THOR: THE DARK WORLD (PG13)
Duration: 112 minutes
The story: A year after the devastation of New York depicted in The Avengers (2012), Loki (Tom Hiddleston) is now locked away in an Asgard dungeon. Jane Foster (Natalie Portman), searching for a means to contact Thor (Chris Hemsworth), accidentally reawakens the last of the Dark Elves, a race thought to be destroyed by Thor's grandfather millennia ago. A rare alignment of the Nine Realms gives the elves a means to reestablish their dominion over the universe.
There was always the potential for a Thor story to be swamped by its own geeky mythology. The first Thor (2011) was a giddying, often confusing speed-read about gods, their families, realms and bridges and, more importantly, the rules which determine their behaviour.
The sequel assumes that the viewer knows who does what and where, then throws in a few more chapters of convoluted set-up, enough to make a viewer long for the kind of spandex hero movie in which an average guy is bitten by a radioactive spider then wakes up able to save the world.
Fans of the comic series will rejoice to see the film stick to scripture, bringing in the Dark Elf villain Malekith (Christopher Eccleston, under heavy prosthetics), who first appeared in the comic book series in 1984.
Those who do not care for comics and who show up just to see Chris Hemsworth do battle (or take off his shirt, as he does in one scene) will not be disappointed: The film opens with a war between the gods and the Dark Elves, and carries on with more loud, PG13-grade laser beam gun battles throughout.

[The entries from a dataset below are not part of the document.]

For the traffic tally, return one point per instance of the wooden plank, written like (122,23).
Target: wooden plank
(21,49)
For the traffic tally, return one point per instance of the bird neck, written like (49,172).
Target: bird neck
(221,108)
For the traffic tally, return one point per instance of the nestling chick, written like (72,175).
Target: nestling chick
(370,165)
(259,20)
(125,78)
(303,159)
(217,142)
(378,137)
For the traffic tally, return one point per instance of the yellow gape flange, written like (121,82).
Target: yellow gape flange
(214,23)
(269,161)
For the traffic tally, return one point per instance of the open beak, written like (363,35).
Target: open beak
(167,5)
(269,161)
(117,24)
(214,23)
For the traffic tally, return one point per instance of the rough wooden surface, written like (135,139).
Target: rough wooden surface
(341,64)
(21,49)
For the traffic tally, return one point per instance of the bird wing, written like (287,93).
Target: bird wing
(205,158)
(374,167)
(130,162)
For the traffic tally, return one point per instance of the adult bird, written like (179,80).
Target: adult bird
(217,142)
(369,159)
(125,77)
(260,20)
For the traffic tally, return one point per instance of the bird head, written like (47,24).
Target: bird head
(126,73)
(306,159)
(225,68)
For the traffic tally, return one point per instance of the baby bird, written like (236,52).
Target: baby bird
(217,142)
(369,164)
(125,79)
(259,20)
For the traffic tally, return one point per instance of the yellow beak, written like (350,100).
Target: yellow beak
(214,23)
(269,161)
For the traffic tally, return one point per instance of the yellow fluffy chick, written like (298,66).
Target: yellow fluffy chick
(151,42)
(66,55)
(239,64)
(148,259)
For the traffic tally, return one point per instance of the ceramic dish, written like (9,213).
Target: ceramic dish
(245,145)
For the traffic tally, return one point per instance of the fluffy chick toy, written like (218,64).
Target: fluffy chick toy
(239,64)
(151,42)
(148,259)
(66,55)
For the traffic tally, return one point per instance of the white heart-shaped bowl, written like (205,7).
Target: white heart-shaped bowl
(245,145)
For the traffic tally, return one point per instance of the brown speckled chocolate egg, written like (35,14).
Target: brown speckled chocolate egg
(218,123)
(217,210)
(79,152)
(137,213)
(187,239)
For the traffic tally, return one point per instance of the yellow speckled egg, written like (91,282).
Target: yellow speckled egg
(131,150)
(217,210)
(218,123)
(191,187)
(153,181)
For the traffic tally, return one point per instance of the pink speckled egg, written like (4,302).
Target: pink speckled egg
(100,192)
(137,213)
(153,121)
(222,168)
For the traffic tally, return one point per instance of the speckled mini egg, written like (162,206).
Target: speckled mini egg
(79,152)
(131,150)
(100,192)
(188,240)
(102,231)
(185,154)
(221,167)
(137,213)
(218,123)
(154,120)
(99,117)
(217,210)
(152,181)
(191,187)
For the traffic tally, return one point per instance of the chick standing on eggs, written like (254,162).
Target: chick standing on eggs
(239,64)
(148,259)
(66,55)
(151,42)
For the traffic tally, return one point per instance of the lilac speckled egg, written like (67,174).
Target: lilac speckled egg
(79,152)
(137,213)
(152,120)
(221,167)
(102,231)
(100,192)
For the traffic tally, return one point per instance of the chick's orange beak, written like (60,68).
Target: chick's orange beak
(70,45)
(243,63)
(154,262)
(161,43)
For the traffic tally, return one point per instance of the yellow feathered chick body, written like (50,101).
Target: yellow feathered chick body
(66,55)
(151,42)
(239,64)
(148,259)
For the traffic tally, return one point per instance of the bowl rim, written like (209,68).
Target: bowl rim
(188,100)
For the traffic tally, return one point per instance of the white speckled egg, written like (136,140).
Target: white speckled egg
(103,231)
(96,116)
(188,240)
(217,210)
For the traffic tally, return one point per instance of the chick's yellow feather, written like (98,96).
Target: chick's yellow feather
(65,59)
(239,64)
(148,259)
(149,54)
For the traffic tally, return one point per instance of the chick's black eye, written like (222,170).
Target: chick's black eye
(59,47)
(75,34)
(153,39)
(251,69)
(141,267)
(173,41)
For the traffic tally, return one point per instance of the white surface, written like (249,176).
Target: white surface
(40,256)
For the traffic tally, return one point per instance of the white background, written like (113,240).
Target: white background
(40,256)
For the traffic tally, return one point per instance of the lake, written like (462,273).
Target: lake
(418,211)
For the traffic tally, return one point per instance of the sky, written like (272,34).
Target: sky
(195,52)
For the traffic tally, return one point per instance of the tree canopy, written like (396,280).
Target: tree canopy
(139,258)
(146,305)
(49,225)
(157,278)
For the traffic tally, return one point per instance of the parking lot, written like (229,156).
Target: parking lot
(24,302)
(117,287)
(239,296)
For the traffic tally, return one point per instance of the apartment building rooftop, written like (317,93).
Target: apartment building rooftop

There is a cool swirly computer effect whenever the elves deploy a matter- warping bomb. To add more eye candy to the already overwhelming 3-D sword- and-sorcery spectacle, the elves commute in hyper-agile spacecraft, useful to have in several videogame-style chase scenes - the sort done in every other science-fiction movie.
In between, there are far too many of the dreaded "whys" to be explained: Why Thor has not been in touch with Jane, why the Elves have come back, why some are able to break out of the Asgard's transparent and supposedly unbreakable dungeon.
Herein lies another problem, one found in poorly written fantasy fiction: It uses one myth to create a dramatic problem, then uses another to fix it.
Director Alan Taylor comes to the project with a background in critically acclaimed television shows such as Boardwalk Empire, Nurse Jackie and, more pertinently, Game Of Thrones, which, like this movie, features leather, swords and clan warfare.
Taylor packs in several episodes' worth of characters here; far too many have walk-ons, then disappear entirely.
The film's two key villains, the elves and Loki (Hiddleston), are puzzlingly underdeveloped. This, with the ham-fisted piling-on of mythology, makes this movie fall short of the charm and broad appeal found in recent Marvel works The Avengers and Iron Man 3.